Originally posted at NY Video Game Critics Circle.
As Zynga prepares for its IPO, I often wonder about the future of social games. Social games are most often thought of as Facebook games, and they’re the most addicting form of media I’ve ever seen. That includes games like EverQuest and World of Warcraft.
Social games are free to play – initially. But after you play for a while, you have to pay for upgrades in order to proceed. Or you have to invite your pals to help you out of a jam. Or you have to do both. A few of the players, called “super whales” in the social games business, spend up to $6,000 a year playing social games (according to a study/ press release from Meteor Games).

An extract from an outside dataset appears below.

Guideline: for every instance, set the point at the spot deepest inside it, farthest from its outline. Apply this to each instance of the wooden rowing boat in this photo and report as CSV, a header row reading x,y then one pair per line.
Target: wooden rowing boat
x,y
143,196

That’s an incredible amount of money to spend.
For instance, I recently indulged in a much-touted role playing game from Playdom called Deep Realms. Some of the top game journalists and videogame developers were giving Deep Realms a swing as well.
But when I found myself trapped in a dungeon, I found I couldn’t beat a large demon with the powers assigned to my avatar. I really didn’t want to bother friends for help. And, though the story was not very impressive and the graphics were circa the late 80s, I liked the role playing game genre enough to want to continue. So I spent $5 to upgrade in the hopes of defeating the demon and leveling up.
It did no good. Clearly, the game wanted me to spend money and bug my pals to help me. Or, they wanted me to spend even more money to get out of the cave. I stopped playing.
Social games such as Deep Realms are in their infancy. But they need to get a lot better and they need to do that quickly. The game design needs to be less repetitive. And there needs to be a narrative, a strong story that keeps players engaged. The tale of a young farmer eschewing the plowshare to pick up a sword and find his missing brother was not just derivative. It was mediocre and banal.
But what if social games were, as they say, ripped from today’s headlines? What if there were a News Corporation/Rupert Murdoch-inspired social game called Scandal?
And Scandal could be multi-faceted, a gem of social gaming.
The premise: Start out as a reporter/intern and work your way up to head a behemoth like News International as power attempts to corrupt you. You could solve cases as an investigative journalist, and your friends could help. And, as you move up the ladder and level up, you’d need to buy upgrades to make your way and exert your savvy upon those with whom you work.
And then when you’re on top, when you are buying and selling the biggest of media companies, how do you prevent a scandal from ruining your empire? Not to mention the sheer embarrassment getting pied.
I don’t know about you. But I’d play it.